Monday, May 30, 2016

Huckleberry Finn

The Adventures of Huckleberry Finn. Mark Twain. 1884. 327 pages. [Source: Library]

I have been meaning to reread Mark Twain's The Adventures of Huckleberry Finn since last August when I saw a production of BIG RIVER. At the time I saw Big River, it had been almost eight years since I'd last read the book. I was not sure what was "in the book" or "true to the book" and what was not. I loved, loved, LOVED, LOVED the local production of Big River. And if they had sold albums with that cast singing the songs, I'd have BOUGHT it and played it again and again and again and again. (Particularly Martin Clark as Jim. He was AMAZING).

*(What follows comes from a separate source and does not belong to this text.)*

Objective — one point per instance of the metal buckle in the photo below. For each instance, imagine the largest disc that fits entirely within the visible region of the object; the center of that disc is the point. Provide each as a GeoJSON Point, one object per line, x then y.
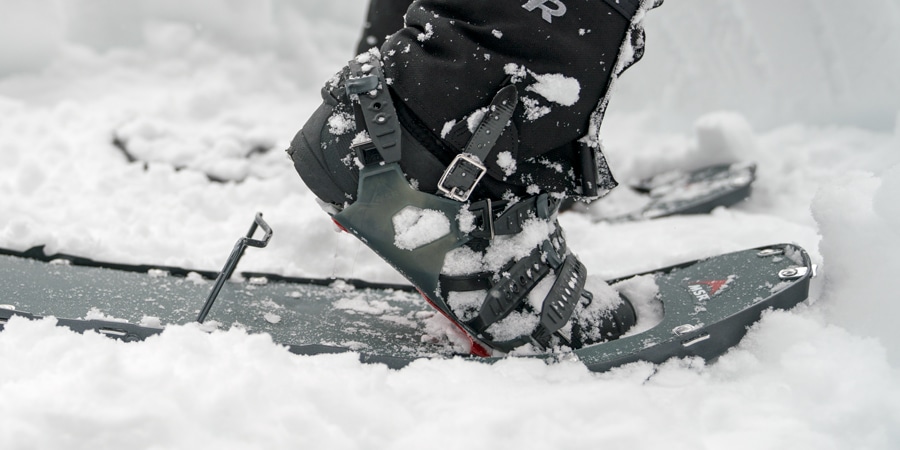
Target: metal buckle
{"type": "Point", "coordinates": [464, 172]}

So am I glad I reread it. Yes!!! Very much. I think this novel is lost--almost wasted--on younger audiences when it's "required" reading for schools. Both times that I've read it as an adult have been positive.

I love the character of Huckleberry Finn. I love the character of Jim. I think I paid even more attention to Jim's character this time around. Those two alone make this novel worth reading carefully. This one isn't one I'd want to listen too, however, or read aloud. The language in this one can be very harsh on the ears I'd imagine. Certain words are just ugly no matter what. That being said, the presence of a certain word is not reason enough to ban it or censor it!

The book is an coming-of-age adventure story with heart and humor. Neither Jim or Huck are book-smart or intellectual, but both are endearing and genuine. Two characters I hated were King and Duke. Tom Sawyer also got on my nerves a LOT in this one.

First sentence: You don't know about me, without you have read a book by the name of "The Adventures of Tom Sawyer," but that ain't no matter. That book was made by Mr. Mark Twain, and he told the truth, mainly. There was things which he stretched, but mainly he told the truth.

An example of Huck's narrative voice:
Every night, now, I used to slip ashore, towards ten o'clock, at some little village, and buy ten or fifteen cents' worth of meal or bacon or other stuff to eat; and sometimes I lifted a chicken that warn't roosting comfortable, and took him along. Pap always said, take a chicken when you get a chance, because if you don't want him yourself you can easy find somebody that does, and a good deed ain't ever forgot. I never see pap when he didn't want the chicken himself, but that is what he used to say, anyway.
Well, then, says I, what's the use you learning to do right, when it's troublesome to do right and ain't no trouble to do wrong, and the wages is just the same? I was stuck. I couldn't answer that. So I reckoned I wouldn't bother no more about it, but after this always do whichever come handiest at the time.
© 2016 Becky Laney of Becky's Book Reviews

1 comment:

Mike said...

Wow. I haven't read Huckleberry Finn in years, but your review makes me want to revisit it. As I recall, it was more violent than I thought it would be, but told with irony. It's been called the best American novel of all time.

By the way, I agree with you and think a lot of books that are required in school are wasted because they are over the heads of most of their readers. Sad, but our education system of the last sixty plus years has dumbed-down America.